Three populations are under discussion here: convicts on parole, patients in a state mental health system, and high school seniors. To a greater or lesser degree, all have mandated state supervision. I suppose one could argue that high school seniors aren’t legally compelled to stay in school any longer. They could walk off the reservation. To mix metaphors, they are so used to a fence that they don’t realize the electricity has been turned off for a while.

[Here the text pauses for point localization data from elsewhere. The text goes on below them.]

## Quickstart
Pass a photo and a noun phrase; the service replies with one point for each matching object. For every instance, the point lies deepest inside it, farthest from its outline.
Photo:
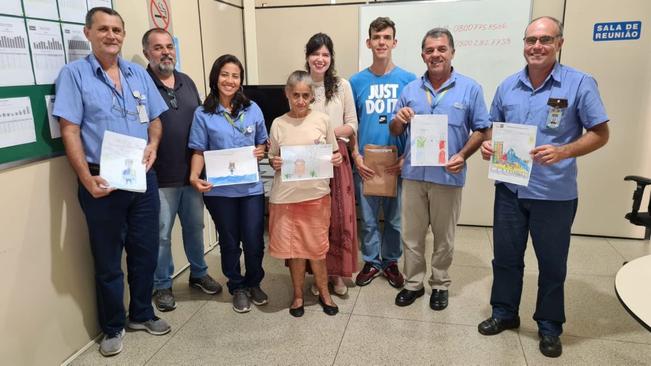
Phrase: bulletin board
(37, 37)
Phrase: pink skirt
(299, 230)
(342, 255)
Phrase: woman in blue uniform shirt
(228, 119)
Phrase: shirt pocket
(458, 115)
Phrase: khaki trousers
(428, 204)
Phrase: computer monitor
(270, 98)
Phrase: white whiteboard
(487, 35)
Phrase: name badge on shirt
(555, 112)
(142, 113)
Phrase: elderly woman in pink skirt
(299, 211)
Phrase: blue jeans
(550, 224)
(188, 204)
(239, 219)
(123, 220)
(379, 250)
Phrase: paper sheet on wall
(44, 9)
(74, 41)
(231, 166)
(121, 162)
(16, 122)
(512, 144)
(15, 64)
(428, 136)
(11, 7)
(47, 50)
(72, 10)
(306, 162)
(96, 3)
(53, 122)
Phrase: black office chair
(635, 217)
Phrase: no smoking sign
(160, 15)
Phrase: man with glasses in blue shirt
(431, 195)
(100, 93)
(172, 167)
(561, 102)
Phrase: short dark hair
(239, 102)
(109, 11)
(437, 33)
(556, 21)
(380, 24)
(145, 37)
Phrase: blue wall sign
(617, 31)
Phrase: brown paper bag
(379, 158)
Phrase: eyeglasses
(544, 40)
(173, 103)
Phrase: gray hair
(299, 76)
(109, 11)
(556, 21)
(437, 33)
(145, 37)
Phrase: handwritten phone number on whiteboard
(483, 42)
(478, 27)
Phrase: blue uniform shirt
(86, 96)
(517, 102)
(212, 131)
(375, 98)
(463, 103)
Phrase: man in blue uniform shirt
(431, 195)
(560, 102)
(99, 93)
(376, 90)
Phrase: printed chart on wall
(37, 39)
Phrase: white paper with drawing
(121, 162)
(511, 161)
(231, 166)
(429, 140)
(306, 162)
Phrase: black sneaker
(164, 299)
(258, 296)
(206, 284)
(368, 273)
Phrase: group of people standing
(313, 224)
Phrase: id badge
(554, 117)
(142, 113)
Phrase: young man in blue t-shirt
(376, 90)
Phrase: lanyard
(232, 122)
(438, 99)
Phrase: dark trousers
(239, 219)
(123, 220)
(549, 223)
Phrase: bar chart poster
(45, 9)
(47, 50)
(76, 44)
(16, 122)
(15, 64)
(72, 10)
(11, 7)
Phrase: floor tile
(216, 335)
(591, 309)
(631, 248)
(468, 302)
(586, 351)
(376, 341)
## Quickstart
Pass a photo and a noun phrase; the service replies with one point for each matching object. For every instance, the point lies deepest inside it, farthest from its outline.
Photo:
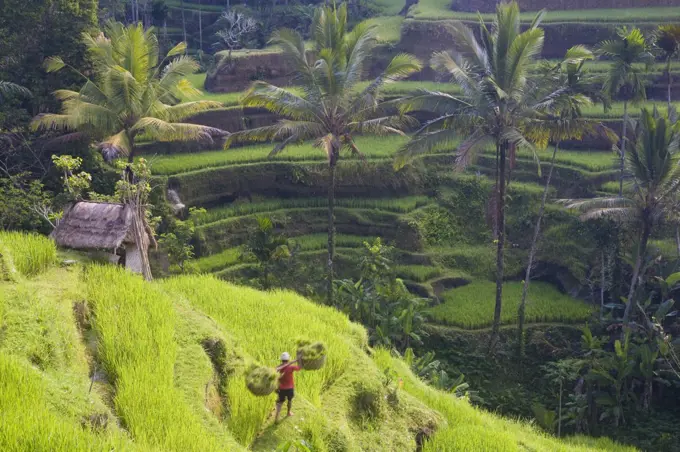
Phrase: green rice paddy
(397, 205)
(371, 146)
(472, 306)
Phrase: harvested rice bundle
(312, 355)
(261, 380)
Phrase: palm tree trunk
(559, 415)
(602, 283)
(623, 145)
(642, 249)
(500, 250)
(265, 277)
(131, 139)
(331, 231)
(532, 254)
(184, 25)
(200, 28)
(647, 395)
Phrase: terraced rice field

My friend, the dean, had a recent alumna return to congratulate him on his respectful and compassionate guidance. (As a firsthand observer of his effort, I heartily concur.) She commented on the fact that though she’d been late to school often, he’d never punished her for it. He responded that he felt timely arrival at school was an issue for parents and students to reconcile. They needed to determine for themselves how important the issue really was. He reasoned that as a dean he had more important things to do regarding student welfare than to fight over minor infractions regarding arrival time, especially since in his institution, there was ample time between the designated arrival time and the beginning of a student’s first class period. His choice to pick his battle earned him the respect and cooperation of his charges in his larger day-to-day dealings with them, and ultimately their well deserved and enthusiastically expressed admiration for him at the end of the school year.
My friend, the mental health professional, is faced with a different challenge. He’s being asked to establish an outpatient facility for mental health patients who have been previously institutionalized under tight security, in part because they are self-destructive. They’ll swallow things like razor blades and batteries if they can get their hands on them. I asked why placing them in an environment where they were less strictly supervised wouldn’t pose a problem. His response: these people tend to do better in a less coercive environment. Part of their self-destructive behavior is in reaction to being forced to lead highly monitored, regulated lives. When given a bit of control over their behavior, they respond favorably and are less likely to harm themselves. They abuse themselves as a form of protest. With less need to protest, there is less need for the abuse.
The Sunday Times Magazine piece,
Prisoners of Parole, was by Jeffrey Rosen. Rosen described a state trial judge in Hawaii, Steven Alm, who was frustrated by the number of cases appearing before him involving repeat parole violations. “Working with U.S. marshals and local police, Alm arranged for a new procedure: if offenders tested positive for drugs or missed an appointment, they would be arrested within hours and most would have a hearing with 72 hours. Those who were found to have violated probation would be quickly sentenced to a short jail term proportionate to the severity of the violation – typically a few days.”
Prior to implementing his new procedure Alm assembled a group of repeat offenders and warned them that they were to abide by the rules of probation or they’d be arrested on the spot and immediately do some jail time. They were given the rules. The choice of how to behave was theirs to make. “Within a six-month period, the rate of positive drug tests fell by 93 percent…with a fall of 14 percent for probationers in a comparison group.”
Rosen continued, “Classical deterrence theory has long held that the threat of a mild punishment imposed reliably and immediately has a much greater deterrent effect than the threat of a severe punishment that is delayed and uncertain. …Alm discovered another reason why the strategy works: people are most likely to obey the law when they’re subject to punishments they perceive as legitimate, fair and consistent, rather than arbitrary and capricious. ‘When the system isn’t consistent and predictable, when people are punished randomly, they think, My probation officer doesn’t like me, or, Someone’s prejudiced against me,’ Alm told me, “rather than seeing that everyone who breaks a rule is treated equally, in precisely the same way.”
No one is suggesting that the inmates run the asylum. Autonomy runs on a spectrum. I am suggesting, however, that those supervisors, bosses, managers and administrators willing to yield some control of those under their authority might find the dividend to be well worth their time and effort.